For tips on text formatting in Markdown, refer to the official [Markdown Guide](https://www.markdownguide.org/basic-syntax).

### All Python Imports should be Sorted

This is a [best practice](https://www.python.org/dev/peps/pep-0008/#imports). The order should be
- Python standard library
  - `os`
  - `json`
  - `datetime`
- third party libraries
  - `numpy`
  - `pandas`
  - `keras`
  - `pyspark`
- your custom library (see [the best practice](https://www.python.org/dev/peps/pep-0008/#package-and-module-names) for how to pick a name for custom Python modules)
  - `from src.load_data import get_data`

In [2]:
# Python standard library
import os
from glob import glob
from io import BytesIO
from time import sleep
from urllib.request import urlopen
from zipfile import ZipFile

# Third party libraries
import pandas as pd
from selenium import webdriver
from selenium.webdriver.common.by import By
from selenium.webdriver.chrome.options import Options
from selenium.webdriver.chrome.service import Service

### Use html to create a table of contents at the start of the notebook

**Benefits**

1. guides the audience when navigating through the notebook
2. overview of notebook objectives through [**Level 2** headings](https://www.markdownguide.org/basic-syntax/#headings)
   - go directly to a section or sub-section
   - do not need to read the whole notebook

**Usage**

Uses [HTML hyperlinks](https://www.w3schools.com/tags/tag_a.asp) `<a>` and the value of the `id` attribute will be refrenced elsewhere in the notebook.

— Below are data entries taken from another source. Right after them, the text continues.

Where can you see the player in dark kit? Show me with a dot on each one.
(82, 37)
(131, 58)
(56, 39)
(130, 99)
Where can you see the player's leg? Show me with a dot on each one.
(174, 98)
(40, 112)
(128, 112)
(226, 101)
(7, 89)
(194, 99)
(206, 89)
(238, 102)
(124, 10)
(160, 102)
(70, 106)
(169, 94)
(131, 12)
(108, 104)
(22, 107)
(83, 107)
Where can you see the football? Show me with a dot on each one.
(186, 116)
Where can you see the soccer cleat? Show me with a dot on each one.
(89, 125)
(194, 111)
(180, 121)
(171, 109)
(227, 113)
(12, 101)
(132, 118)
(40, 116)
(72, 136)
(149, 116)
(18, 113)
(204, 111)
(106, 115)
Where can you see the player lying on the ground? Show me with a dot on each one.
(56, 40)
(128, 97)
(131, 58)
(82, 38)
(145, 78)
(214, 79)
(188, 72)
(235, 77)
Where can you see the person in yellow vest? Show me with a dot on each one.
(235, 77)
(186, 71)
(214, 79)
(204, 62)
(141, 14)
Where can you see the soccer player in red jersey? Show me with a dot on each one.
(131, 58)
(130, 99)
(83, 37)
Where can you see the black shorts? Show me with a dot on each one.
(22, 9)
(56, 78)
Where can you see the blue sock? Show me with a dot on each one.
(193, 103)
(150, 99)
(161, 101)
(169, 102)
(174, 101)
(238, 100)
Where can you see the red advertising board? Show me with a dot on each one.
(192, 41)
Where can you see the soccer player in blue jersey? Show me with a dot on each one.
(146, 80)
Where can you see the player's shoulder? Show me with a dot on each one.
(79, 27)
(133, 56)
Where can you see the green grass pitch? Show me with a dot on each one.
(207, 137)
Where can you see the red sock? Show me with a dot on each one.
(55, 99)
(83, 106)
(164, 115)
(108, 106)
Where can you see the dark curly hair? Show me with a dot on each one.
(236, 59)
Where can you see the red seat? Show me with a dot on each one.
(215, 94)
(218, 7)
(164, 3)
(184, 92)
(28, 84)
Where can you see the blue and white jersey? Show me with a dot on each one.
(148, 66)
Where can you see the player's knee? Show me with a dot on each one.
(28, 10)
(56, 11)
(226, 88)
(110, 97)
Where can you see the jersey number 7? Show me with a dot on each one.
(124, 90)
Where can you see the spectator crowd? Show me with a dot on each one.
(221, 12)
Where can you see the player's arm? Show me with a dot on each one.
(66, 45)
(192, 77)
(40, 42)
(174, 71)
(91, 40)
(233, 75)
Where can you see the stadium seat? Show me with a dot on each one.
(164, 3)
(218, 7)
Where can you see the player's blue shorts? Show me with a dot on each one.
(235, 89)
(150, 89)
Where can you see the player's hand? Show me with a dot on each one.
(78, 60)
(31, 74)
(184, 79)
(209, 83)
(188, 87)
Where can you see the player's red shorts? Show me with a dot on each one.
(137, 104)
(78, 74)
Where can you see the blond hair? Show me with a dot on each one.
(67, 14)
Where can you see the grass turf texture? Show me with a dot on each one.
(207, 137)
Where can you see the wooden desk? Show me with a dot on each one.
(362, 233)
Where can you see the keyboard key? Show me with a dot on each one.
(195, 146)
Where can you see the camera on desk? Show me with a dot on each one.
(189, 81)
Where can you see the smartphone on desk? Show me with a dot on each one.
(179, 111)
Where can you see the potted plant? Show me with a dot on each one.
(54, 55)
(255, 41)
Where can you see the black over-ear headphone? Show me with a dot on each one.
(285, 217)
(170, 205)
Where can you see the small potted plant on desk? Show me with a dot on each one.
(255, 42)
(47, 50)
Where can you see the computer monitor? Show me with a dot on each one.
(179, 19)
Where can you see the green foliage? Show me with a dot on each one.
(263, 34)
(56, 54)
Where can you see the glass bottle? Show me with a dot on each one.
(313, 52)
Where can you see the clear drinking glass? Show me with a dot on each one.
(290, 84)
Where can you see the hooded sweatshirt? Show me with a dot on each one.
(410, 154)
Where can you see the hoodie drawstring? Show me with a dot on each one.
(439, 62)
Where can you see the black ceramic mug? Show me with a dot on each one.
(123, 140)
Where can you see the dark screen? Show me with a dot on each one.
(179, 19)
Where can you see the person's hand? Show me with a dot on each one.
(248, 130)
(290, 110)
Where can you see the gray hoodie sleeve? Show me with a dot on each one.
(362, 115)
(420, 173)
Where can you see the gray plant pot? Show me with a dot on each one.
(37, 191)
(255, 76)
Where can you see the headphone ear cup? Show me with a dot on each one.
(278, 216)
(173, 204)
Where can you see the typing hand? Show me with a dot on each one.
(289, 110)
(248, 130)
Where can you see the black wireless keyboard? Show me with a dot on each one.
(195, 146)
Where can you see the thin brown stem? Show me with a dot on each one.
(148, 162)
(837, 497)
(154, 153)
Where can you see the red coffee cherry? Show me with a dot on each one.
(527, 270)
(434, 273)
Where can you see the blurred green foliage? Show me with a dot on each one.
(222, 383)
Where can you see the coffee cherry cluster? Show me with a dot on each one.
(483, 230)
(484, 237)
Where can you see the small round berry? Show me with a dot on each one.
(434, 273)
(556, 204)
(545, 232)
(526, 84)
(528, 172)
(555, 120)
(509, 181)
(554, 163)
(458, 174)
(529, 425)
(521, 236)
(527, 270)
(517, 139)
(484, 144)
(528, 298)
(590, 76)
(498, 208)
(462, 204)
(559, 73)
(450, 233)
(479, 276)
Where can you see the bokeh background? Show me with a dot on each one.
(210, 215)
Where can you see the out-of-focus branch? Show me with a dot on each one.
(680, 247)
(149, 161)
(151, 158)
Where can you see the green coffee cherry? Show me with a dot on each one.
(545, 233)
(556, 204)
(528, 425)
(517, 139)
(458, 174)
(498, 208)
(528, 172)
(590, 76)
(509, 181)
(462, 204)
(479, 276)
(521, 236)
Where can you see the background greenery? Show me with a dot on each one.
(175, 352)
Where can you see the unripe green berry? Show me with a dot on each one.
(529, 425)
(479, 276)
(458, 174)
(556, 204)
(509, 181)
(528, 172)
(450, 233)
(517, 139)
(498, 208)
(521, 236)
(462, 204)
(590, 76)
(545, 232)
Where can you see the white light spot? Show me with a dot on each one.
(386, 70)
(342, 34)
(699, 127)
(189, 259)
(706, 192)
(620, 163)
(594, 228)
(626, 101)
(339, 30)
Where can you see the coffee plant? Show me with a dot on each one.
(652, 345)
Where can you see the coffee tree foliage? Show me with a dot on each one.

<a id='table-of-contents'></a>

## [Table of Contents](#table-of-contents)

1. [About](#about)
2. [User Inputs](#user-inputs)
3. [Define Web Driver](#define-web-driver)
4. [Get Data](#get-data)
   - 4.1. [Get URLs to download data files](#get-urls-to-download-data-files)
   - 4.2. [Download Bikeshare Ridership Data Files](#download-bikeshare-ridership-data-files)
5. [Close Web Driver](#close-web-driver)

### Introduction / Overview

This should be an overview of what the notebook covers. Everything here should guide the user to what they will encounter as they continue reading the notebook.

Some examples
- if there are important pre-requisites, they can be included here. Some examples are
- significant project-level assumptions should be included here only if they impact the code in **this notebook only**
  - if there are assumptions that impact all notebooks, then they should be documented in the `README.md` file for the project

<a id='about'></a>

## 1. About

This notebook will cover bikeshare ridership data collection from the [Capital Bikeshare system data page](https://www.capitalbikeshare.com/system-data).

**Prerequisites**
1. This notebook was run with
   - Google Chrome web browser (version 97.0.4692.71)
   - ChromeDriver 97.0.4692.71 from the [Chromedriver downloads section](https://chromedriver.chromium.org/downloads)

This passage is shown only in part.